Ocean County OEM: Input Sought On Comprehensive Hazards Mitigation Plan

The Ocean County Office of Emergency Management is seeking the public’s input as it develops a plan to address a variety of potential hazards that can affect the county’s citizens, facilities and the economy.“It’s very important to get public participation in developing our Multi-Jurisdictional All Hazards Mitigation Plan,” said Acting Sheriff William Sommeling, who serves as the county’s Emergency Management Coordinator. “This plan will not only address potential hazards but will identify projects that can reduce damages from natural, man-made and technological hazards.”

The plan will include a risk assessment and a hazard mitigation strategy.

“With Superstorm Sandy fresh in everyone’s mind we want our citizens, elected officials, and emergency responders to help develop the plan that is best for Ocean County,” Sommeling said. “Through the Office of Emergency Management we will be providing a number of opportunities to gather input for the plan.”

Two meetings are scheduled for May.
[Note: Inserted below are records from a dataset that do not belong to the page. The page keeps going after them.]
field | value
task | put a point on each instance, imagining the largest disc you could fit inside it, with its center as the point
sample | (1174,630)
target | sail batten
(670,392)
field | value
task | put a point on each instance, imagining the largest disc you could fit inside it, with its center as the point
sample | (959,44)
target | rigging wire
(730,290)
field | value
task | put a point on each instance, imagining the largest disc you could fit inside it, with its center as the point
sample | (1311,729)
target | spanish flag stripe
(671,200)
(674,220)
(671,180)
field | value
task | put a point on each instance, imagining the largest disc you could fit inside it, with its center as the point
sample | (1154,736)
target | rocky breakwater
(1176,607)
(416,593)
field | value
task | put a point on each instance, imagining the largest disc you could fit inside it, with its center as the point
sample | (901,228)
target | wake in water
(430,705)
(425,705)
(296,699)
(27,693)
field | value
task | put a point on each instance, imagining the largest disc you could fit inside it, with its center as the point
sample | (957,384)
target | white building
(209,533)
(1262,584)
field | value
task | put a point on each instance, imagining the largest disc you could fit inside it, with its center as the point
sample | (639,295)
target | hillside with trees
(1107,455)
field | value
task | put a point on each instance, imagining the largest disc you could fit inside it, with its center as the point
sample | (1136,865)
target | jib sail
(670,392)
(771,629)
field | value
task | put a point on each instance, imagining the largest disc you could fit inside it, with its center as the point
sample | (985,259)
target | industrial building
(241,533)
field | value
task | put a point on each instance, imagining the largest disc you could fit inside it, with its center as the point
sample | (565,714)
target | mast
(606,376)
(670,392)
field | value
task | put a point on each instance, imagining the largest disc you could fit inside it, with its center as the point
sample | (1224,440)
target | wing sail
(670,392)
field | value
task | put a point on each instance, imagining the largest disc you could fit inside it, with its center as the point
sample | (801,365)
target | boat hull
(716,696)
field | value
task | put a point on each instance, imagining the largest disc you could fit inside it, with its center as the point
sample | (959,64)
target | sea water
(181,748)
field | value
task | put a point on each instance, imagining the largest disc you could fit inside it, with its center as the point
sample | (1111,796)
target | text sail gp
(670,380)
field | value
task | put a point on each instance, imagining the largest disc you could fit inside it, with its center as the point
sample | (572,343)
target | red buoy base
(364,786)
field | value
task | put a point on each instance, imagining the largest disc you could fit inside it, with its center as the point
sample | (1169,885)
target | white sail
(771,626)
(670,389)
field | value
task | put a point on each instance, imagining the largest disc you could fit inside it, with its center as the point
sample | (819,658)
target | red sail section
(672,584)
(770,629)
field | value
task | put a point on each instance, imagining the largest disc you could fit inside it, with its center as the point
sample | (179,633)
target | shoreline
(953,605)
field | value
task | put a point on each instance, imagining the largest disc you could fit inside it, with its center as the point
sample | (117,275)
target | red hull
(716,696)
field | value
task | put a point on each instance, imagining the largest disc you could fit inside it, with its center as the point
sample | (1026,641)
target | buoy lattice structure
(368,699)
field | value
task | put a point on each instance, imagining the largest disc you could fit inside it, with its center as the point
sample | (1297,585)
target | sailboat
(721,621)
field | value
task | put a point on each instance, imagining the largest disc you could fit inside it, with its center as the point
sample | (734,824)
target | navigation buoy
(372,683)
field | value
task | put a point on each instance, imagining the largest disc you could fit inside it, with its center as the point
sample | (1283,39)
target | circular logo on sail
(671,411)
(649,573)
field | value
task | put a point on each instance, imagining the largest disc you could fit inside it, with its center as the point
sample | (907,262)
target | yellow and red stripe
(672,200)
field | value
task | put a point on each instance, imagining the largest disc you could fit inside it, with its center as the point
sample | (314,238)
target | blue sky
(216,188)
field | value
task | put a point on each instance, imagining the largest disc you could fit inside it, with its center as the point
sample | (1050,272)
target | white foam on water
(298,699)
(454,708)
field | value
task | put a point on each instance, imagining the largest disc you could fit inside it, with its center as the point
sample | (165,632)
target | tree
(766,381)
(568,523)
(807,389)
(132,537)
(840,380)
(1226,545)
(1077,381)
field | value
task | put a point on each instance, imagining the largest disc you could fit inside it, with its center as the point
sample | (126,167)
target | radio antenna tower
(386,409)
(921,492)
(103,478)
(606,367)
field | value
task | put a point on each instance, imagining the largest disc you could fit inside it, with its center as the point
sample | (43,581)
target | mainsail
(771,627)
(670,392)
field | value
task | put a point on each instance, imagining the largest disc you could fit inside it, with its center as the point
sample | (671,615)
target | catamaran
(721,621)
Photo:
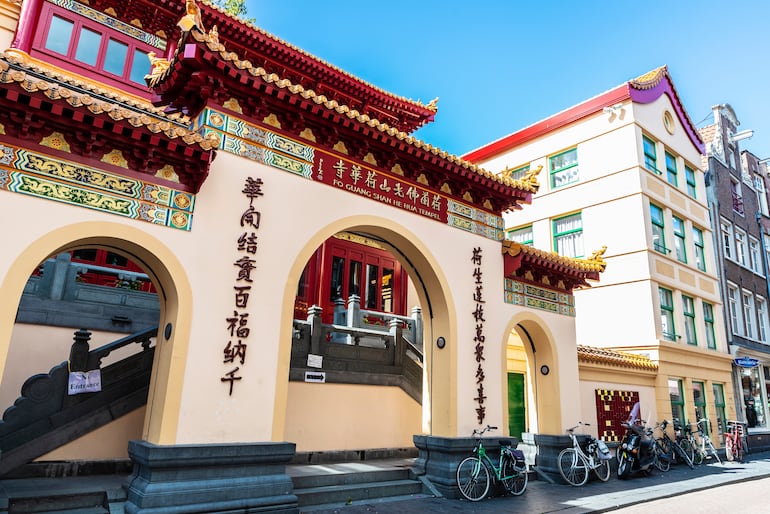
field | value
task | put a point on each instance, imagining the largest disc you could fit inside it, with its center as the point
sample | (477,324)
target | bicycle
(704,448)
(473,477)
(671,449)
(735,441)
(575,463)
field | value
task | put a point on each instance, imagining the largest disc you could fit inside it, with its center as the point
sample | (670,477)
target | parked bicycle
(671,449)
(703,447)
(473,473)
(735,441)
(576,462)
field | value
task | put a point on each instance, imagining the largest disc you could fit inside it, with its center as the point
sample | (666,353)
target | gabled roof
(644,89)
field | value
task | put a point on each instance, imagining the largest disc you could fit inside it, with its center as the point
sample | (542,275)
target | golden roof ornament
(192,19)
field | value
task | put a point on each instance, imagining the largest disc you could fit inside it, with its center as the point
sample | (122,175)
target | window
(568,236)
(521,235)
(679,239)
(759,187)
(755,258)
(80,42)
(658,229)
(699,399)
(740,246)
(708,321)
(650,154)
(700,251)
(719,406)
(748,315)
(762,319)
(735,313)
(667,314)
(564,168)
(735,189)
(677,399)
(689,175)
(727,239)
(688,305)
(671,171)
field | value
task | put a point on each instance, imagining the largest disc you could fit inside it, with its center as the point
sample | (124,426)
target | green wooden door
(517,416)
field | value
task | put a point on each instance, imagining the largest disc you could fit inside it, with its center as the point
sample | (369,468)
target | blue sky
(498,66)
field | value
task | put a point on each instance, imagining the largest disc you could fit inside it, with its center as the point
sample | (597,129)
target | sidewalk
(542,497)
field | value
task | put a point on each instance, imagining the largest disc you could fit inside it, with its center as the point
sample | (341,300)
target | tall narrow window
(679,240)
(677,399)
(692,188)
(762,319)
(699,399)
(658,229)
(650,154)
(748,315)
(727,239)
(700,251)
(568,236)
(719,405)
(734,309)
(740,247)
(708,322)
(671,171)
(564,168)
(521,235)
(667,314)
(688,305)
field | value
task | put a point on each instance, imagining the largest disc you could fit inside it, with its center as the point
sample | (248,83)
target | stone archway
(173,287)
(439,414)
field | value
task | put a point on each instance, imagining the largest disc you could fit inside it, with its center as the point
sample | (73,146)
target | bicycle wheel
(517,482)
(473,479)
(681,454)
(663,461)
(603,471)
(687,448)
(573,468)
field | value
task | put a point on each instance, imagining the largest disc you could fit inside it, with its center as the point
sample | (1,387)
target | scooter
(636,451)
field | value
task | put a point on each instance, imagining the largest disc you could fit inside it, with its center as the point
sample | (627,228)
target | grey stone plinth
(439,456)
(210,478)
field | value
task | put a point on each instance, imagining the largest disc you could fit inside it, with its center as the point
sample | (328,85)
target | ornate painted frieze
(31,173)
(528,295)
(125,28)
(262,145)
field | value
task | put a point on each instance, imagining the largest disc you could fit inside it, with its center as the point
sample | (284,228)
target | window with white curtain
(568,236)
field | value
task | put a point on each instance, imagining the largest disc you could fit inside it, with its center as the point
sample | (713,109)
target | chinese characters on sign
(234,352)
(478,339)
The dates, times and locations are from 3 p.m. to 7 p.m., May 14 at the Ocean County Office of Emergency Management, Ocean County Airport, Route 530 and Mule Road, Berkeley Township, and 3 p.m. to 7 p.m., May 20 at the Ocean County Southern Service Center, 179 South Main Street (Route 9) in Manahawkin.

As part of the meetings brief presentations will be held at 4 p.m., 5 p.m. and 6 p.m. The meetings are designed as open houses and the public is encouraged to stay as long as they choose in order to gather information on hazard mitigation and provide their input.

Sommeling said it was important to note that these meetings were to gather input for the county’s plan and are separate from ongoing informational meetings pertaining to FEMA flood maps and other issues directly associated with the Superstorm Sandy recovery.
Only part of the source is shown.